SATYA Narayan Ram terjatuh dan tewas seketika. Kepalanya telah
ditebas di hadapan orang banyak. Peristiwa yang mengerikan ini
hanya satu dari sekian banyak kejadian berdarah di Assam sejak 1
Februari. Pada saat itu, Narayan Ram, seorang tokoh partai
Congress I, sedang sibuk berkampanye untuk pemilu yang konon
dipaksakan oleh pemerintah pusat di New Delhi. "Pemilu di Assam
merupakan yang paling aneh sepanjang sejarah negeri ini," tulis
majalah India Today (edisi 15 Februari).
Mengapa aneh? Assam, negeri damai di timur-laut India yang dulu
terkenal sedunia karena tehnya, sejak 4 tahun terakhir dilanda
kerusuhan yang tak kunjung berhenti. Sebab utamanya adalah
"orang asing" yakni orang Bengali pengungsi dari Bangladesh yang
menerobos masuk dan hampir tidak mungkin dipulangkan kembali.

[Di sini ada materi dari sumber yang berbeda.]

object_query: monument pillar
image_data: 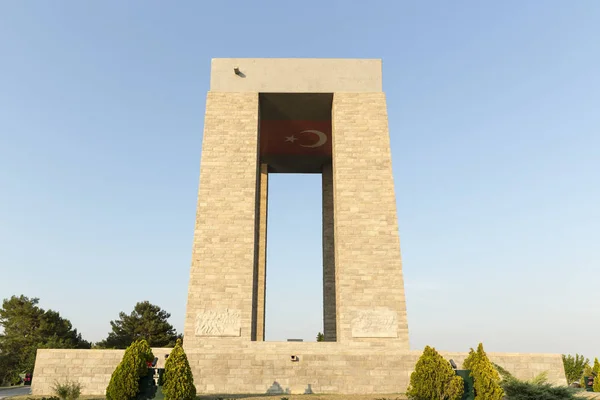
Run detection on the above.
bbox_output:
[184,91,259,351]
[332,92,408,350]
[321,164,337,342]
[252,163,269,341]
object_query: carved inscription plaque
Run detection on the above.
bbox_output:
[196,309,240,336]
[352,309,398,338]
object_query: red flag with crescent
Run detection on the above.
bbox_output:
[260,120,331,156]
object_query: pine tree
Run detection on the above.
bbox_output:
[106,339,154,400]
[463,343,504,400]
[562,354,590,385]
[162,339,196,400]
[406,346,464,400]
[96,301,178,349]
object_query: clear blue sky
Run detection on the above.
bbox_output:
[0,0,600,357]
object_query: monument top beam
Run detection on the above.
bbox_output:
[210,58,382,93]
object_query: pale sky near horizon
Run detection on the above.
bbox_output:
[0,0,600,358]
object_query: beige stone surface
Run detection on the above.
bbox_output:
[332,93,409,350]
[184,92,258,348]
[210,58,382,93]
[33,59,566,394]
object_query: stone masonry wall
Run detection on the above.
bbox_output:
[184,92,258,349]
[32,342,566,396]
[332,93,409,350]
[31,348,172,396]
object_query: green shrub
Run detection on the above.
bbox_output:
[502,379,578,400]
[592,358,600,392]
[463,343,504,400]
[52,381,81,400]
[162,339,196,400]
[579,364,592,389]
[529,371,548,385]
[106,339,154,400]
[492,363,513,381]
[406,346,464,400]
[562,354,590,385]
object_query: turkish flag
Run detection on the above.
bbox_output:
[260,120,331,156]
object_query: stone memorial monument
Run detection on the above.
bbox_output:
[33,59,565,394]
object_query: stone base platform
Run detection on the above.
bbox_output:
[32,342,566,395]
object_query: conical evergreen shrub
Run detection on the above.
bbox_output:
[106,339,154,400]
[592,358,600,392]
[162,339,196,400]
[463,343,504,400]
[579,364,592,389]
[406,346,464,400]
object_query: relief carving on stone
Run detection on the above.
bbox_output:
[352,309,398,338]
[196,308,241,336]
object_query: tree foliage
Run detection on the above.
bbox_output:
[106,339,154,400]
[96,301,178,349]
[406,346,464,400]
[463,343,504,400]
[0,295,91,383]
[162,339,196,400]
[562,354,590,385]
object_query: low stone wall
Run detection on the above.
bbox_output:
[32,342,566,396]
[31,348,172,396]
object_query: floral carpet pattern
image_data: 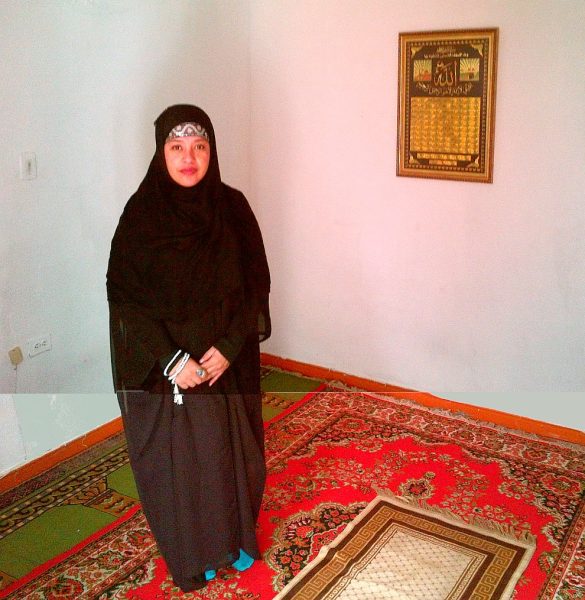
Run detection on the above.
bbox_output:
[0,388,585,600]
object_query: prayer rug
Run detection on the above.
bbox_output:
[275,496,535,600]
[0,388,585,600]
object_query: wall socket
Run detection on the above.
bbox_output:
[28,335,53,358]
[8,346,24,367]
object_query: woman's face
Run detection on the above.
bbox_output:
[164,136,211,187]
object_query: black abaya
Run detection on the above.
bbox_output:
[108,106,270,591]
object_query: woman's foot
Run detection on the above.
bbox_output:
[232,548,254,571]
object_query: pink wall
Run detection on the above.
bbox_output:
[250,0,585,426]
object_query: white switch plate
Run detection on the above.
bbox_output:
[20,152,37,179]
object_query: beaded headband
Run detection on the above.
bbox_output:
[166,123,209,142]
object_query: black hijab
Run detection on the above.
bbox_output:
[107,104,270,339]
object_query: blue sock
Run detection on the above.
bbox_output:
[232,548,254,571]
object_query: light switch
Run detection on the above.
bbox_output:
[20,152,37,179]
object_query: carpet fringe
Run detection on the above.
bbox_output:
[373,486,537,547]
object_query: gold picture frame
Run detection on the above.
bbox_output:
[396,28,498,183]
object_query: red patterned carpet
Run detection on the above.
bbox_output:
[6,389,585,600]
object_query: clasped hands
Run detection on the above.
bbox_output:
[170,346,230,390]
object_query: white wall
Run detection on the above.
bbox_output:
[251,0,585,427]
[0,0,250,468]
[0,0,585,476]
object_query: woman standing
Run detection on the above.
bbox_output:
[107,105,270,591]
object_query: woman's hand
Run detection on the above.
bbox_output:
[170,358,210,390]
[199,346,230,387]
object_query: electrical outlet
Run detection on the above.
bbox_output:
[8,346,24,367]
[28,335,53,358]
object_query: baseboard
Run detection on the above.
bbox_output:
[261,353,585,445]
[0,417,124,494]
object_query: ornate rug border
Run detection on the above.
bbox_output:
[273,490,536,600]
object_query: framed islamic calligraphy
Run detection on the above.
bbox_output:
[396,29,498,183]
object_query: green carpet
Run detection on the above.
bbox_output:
[0,367,322,589]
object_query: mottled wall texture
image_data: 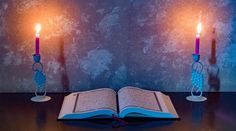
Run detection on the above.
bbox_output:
[0,0,236,92]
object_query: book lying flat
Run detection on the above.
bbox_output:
[58,86,179,120]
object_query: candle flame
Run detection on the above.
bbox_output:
[197,22,202,34]
[35,24,41,34]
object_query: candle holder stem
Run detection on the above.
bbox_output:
[186,54,207,102]
[31,54,51,102]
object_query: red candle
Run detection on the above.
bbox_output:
[195,23,202,54]
[35,24,41,55]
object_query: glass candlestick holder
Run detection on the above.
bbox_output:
[186,54,207,102]
[31,54,51,102]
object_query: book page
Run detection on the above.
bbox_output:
[73,88,117,113]
[118,87,162,111]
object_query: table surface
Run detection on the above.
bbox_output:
[0,92,236,131]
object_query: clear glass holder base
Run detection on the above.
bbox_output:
[186,95,207,102]
[30,96,51,102]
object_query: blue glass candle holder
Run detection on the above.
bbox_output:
[186,54,207,102]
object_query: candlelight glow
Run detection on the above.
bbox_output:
[35,24,41,35]
[197,22,202,34]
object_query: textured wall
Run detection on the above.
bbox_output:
[0,0,236,92]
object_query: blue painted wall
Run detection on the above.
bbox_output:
[0,0,236,92]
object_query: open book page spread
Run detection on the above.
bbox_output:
[73,88,117,113]
[118,87,162,111]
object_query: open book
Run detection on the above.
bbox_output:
[58,87,179,119]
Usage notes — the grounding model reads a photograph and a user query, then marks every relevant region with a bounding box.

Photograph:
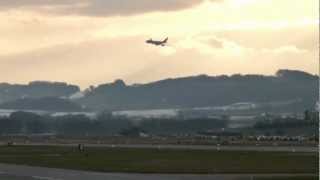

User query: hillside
[78,70,318,110]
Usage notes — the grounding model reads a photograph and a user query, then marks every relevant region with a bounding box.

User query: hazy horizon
[0,0,319,89]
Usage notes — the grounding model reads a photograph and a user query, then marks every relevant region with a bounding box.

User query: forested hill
[78,70,319,110]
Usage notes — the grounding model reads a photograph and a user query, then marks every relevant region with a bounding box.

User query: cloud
[0,0,220,16]
[215,24,319,51]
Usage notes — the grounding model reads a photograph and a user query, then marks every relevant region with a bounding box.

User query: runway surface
[8,143,319,152]
[0,164,316,180]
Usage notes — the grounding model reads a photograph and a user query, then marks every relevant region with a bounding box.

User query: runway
[0,164,311,180]
[7,143,319,153]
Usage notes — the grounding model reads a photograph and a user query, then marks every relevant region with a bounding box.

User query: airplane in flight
[146,38,168,46]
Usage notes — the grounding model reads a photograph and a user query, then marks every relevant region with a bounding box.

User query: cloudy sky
[0,0,319,88]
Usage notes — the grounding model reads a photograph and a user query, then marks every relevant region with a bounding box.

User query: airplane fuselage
[146,38,168,46]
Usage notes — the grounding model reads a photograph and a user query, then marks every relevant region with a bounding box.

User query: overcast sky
[0,0,319,88]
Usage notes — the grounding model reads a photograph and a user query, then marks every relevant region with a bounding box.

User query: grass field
[0,146,319,175]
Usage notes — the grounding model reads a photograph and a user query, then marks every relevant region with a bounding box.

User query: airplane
[146,38,168,46]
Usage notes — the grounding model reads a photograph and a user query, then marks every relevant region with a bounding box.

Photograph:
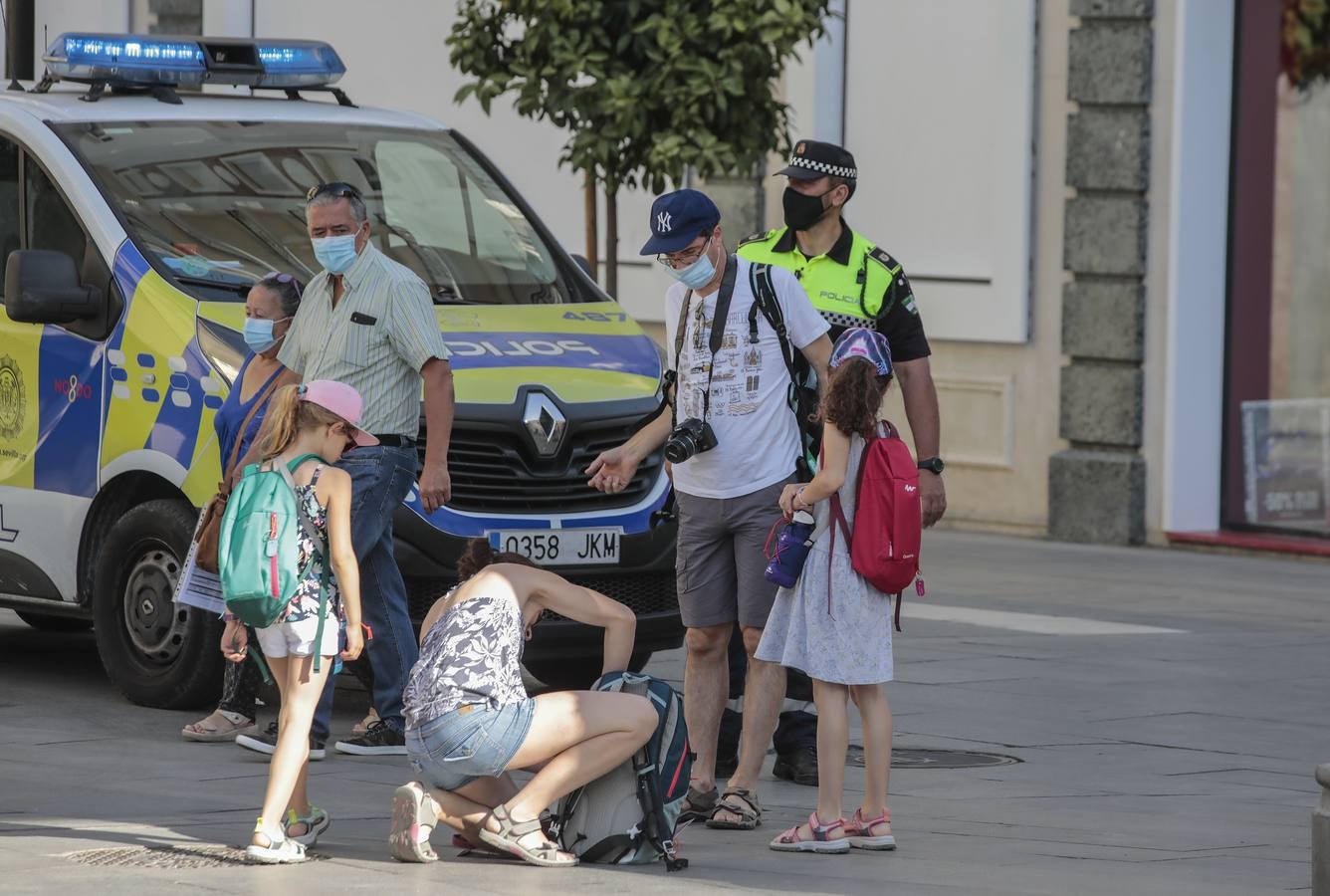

Jumlah mereka seluruhnya 5 juta plus pengungsi dari Nepal.
Mereka begitu miskin dan begitu Islam, hingga bukan saja sulit
menyesuaikan diri tapi lama kelamaan merupakan duri dalam daging
bagi pribumi Assam.
Dengan alasan politis, pemerintahan PM Indira Gandhi memberikan
hak pilih bagi 5 juta pendatang yang tak disukai ini. Tindakan
semacam itu ditafsirkan oleh pribumi Assam sebagai legalisasi
pemukiman orang Bengali di Assam, sesuatu yang sejak mula mereka
tentang habis-habisan. Selama 4 tahun, berbagai kelompok
penentang termasuk ke dalamnya Persatuan Siswa Assam Semesta
(AASU) menuntut agar "orang asing" itu dikirim pulang. Terakhir
mereka menuntut agar hak pilih para Bengali dicabut kembali.
Kalau tidak, demikian mereka bersumpah, mereka menolak pemilu,
bahkan kalau perlu menyabotnya. Dan itulah yang benar-benar
terjadi.
Sejak pemilu tahap pertama dimulai, aksi-aksi kekerasan menjalar
ke mana-mana, tidak terkecuali di Gauhati, ibukota Assam.
Desa-desa kaum Bengali diserbu, dibakar dan penduduknya
dianiaya. Menurut sumber tidak resmi, sudah 25 desa diserang
yang mengakibatkan 300 orang tewas. Akibatnya di tiga daerah
pemilihan, pemungutan suara terhambat. Di beberapa tempat lain
kotak suara belum sempat dibuat hingga penduduk yang berminat
terhalang memberikan suara. Keadaan semakin memburuk ketika para
Bengali balik menyerang pribumi. Mereka mengamuk dengan busur,
panah, senapan dan pedang.
Situasi jadi semakin gawat dan meruncing tapi New Delhi bertekad
meneruskan pemilu. Pekan silam ratusan tentara didatangkan demi
memperkuat 70. 000 polisi yang bertugas di Assam selama ini.
Tapi pertikaian justru menimpa sesama penegak keamanan itu.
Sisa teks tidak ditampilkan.